A few weeks ago I arrived at a meeting 15 minutes early. By the time my host arrived, a few minutes after the time our table was booked for, I was half way through a cup of coffee. “It looks like you’ve been here a while,” he said, frowning. “Yes,” I explained apologetically. “I suffer from chronic punctuality. It’s been a problem for years.” “You say that like it’s a bad thing,” he said.
But my friend, who admitted he doesn’t worry if he’s running a few minutes behind, didn’t understand what I have been through; the hours and days and weeks someone like me has wasted circling blocks, hunting for benches to perch on, standing awkwardly on street corners, looking for places to just hang around – all while waiting for other people to show up.
I don’t know why I’m like this. Maybe it’s because I grew up with an autistic sibling whose anxiety spiked when things weren’t running to schedule, or maybe it’s just because I’m one of life’s people-pleasers. Either way, it’s been my cross to bear since I was a teenager, when my punctuality was less chronic and more terminal, rendering me even less cool than I – gangly, acne-ridden, an enthusiastic school choir member – already was. Punctuality during a time of life when even a hint of enthusiasm is wildly embarrassing made me over-keen, the gauche opposite of fashionably late.
But now – callooh, callay! – I’m finally cool, according to the New York Times, which published a piece entitled “Punctuality is Having a Moment” on Monday (6 June). All of a sudden, people are showing up at events bang on time, it observed. Tina Brown, the author, confided that these days “we want to arrive to the party as early as possible, before another outbreak of Covid shuts it down”.
Here are some things I’ve done because I have been early, or because the person I was meeting was late: arrived at a railway station before it opened; walked around the same block five times; written an entire column on my phone while perched on a planter in a shopping centre; spent £250 on a dress I neither needed nor could afford because the shop was next to a meeting spot; been mistaken for a homeless person because the only bench I could find to wait on was a place where intravenous drug users often congregated (admittedly, my teenage style – “slouchy” – may have helped that person reach their conclusion).

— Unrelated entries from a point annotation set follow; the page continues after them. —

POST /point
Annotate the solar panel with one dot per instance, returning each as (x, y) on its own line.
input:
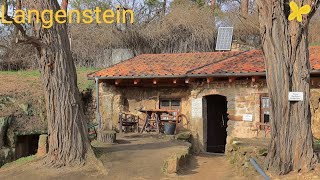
(224, 38)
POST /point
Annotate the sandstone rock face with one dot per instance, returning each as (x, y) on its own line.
(4, 124)
(315, 110)
(42, 145)
(6, 155)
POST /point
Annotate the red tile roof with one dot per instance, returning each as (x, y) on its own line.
(188, 64)
(163, 64)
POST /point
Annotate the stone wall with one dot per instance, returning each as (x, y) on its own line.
(113, 100)
(243, 97)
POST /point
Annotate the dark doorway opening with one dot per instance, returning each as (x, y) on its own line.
(26, 145)
(217, 119)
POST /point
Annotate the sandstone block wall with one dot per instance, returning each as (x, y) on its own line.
(243, 97)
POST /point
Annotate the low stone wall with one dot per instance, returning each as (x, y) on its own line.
(239, 152)
(177, 161)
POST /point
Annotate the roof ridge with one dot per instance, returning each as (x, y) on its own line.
(215, 62)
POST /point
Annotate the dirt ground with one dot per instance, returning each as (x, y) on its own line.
(136, 157)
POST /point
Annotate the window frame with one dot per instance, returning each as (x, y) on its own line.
(170, 107)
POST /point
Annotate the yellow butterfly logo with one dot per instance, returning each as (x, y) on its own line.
(297, 12)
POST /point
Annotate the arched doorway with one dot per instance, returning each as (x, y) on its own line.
(217, 119)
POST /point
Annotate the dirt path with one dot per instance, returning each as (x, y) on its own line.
(209, 167)
(136, 157)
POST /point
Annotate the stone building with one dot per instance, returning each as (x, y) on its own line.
(221, 95)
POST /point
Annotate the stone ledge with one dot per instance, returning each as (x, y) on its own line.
(177, 161)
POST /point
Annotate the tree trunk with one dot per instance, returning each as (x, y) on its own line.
(164, 7)
(67, 129)
(107, 136)
(285, 46)
(213, 3)
(244, 7)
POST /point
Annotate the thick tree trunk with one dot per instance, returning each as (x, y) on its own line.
(285, 46)
(244, 7)
(68, 141)
(213, 3)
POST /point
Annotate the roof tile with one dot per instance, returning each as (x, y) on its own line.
(195, 63)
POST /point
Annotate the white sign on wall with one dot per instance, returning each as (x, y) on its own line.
(295, 96)
(247, 117)
(196, 106)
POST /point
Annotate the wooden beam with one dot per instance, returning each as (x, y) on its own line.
(174, 81)
(232, 79)
(117, 81)
(255, 78)
(136, 81)
(209, 80)
(234, 118)
(155, 81)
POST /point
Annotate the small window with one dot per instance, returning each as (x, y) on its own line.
(172, 104)
(265, 109)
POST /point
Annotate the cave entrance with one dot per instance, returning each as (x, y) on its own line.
(26, 145)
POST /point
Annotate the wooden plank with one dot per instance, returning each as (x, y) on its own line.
(209, 80)
(255, 78)
(234, 118)
(232, 79)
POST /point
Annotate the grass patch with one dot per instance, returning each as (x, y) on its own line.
(20, 161)
(82, 72)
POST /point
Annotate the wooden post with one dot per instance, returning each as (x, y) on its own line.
(97, 102)
(106, 136)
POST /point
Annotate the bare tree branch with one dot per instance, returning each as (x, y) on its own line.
(26, 39)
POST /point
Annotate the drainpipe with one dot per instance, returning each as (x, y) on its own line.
(97, 101)
(257, 167)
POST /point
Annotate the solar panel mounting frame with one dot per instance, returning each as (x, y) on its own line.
(224, 39)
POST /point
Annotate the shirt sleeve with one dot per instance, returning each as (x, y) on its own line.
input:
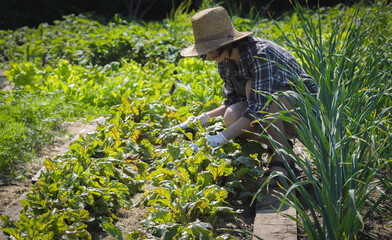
(229, 93)
(264, 82)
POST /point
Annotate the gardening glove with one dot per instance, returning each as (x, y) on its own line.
(216, 140)
(186, 123)
(203, 119)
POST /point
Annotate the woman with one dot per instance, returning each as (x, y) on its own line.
(249, 67)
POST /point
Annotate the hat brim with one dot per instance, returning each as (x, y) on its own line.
(205, 47)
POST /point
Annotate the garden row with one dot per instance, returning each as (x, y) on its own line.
(346, 127)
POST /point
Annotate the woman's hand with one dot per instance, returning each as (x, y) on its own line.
(216, 140)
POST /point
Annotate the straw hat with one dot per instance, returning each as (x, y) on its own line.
(212, 29)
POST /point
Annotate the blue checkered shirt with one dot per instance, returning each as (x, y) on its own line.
(268, 65)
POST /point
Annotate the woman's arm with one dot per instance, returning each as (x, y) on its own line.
(237, 128)
(220, 111)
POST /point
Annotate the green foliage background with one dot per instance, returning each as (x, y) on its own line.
(123, 70)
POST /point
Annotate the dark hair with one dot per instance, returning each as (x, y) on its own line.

I have slowly slurped countless solo cups of coffee and glasses of wine and apologised to dozens of waiters: “She definitely said she’ll be here soon.” And I have felt white-hot rage. Why does this person think so little of me that they are willing to force me into wasting time? Why am I sitting alone again?
After an incident few years ago I was so angry I researched it: why are some people so late? It turns out we should have nothing but compassion for our tardy brothers and sisters: it isn’t their fault, it’s called the “planning fallacy” and it describes the “tendency to underestimate the amount of time it will take to complete a task”.
Essentially, late people are over-confident – even if they have done something a thousand times before, they think that this time they can do it more quickly. It’s not their fault, they’re just optimists. Which, when you think about it, isn’t very louche or nonchalant. In fact, maybe the punctual ones – wracked with anxiety, triple-checking train timetables – were the cool ones all along.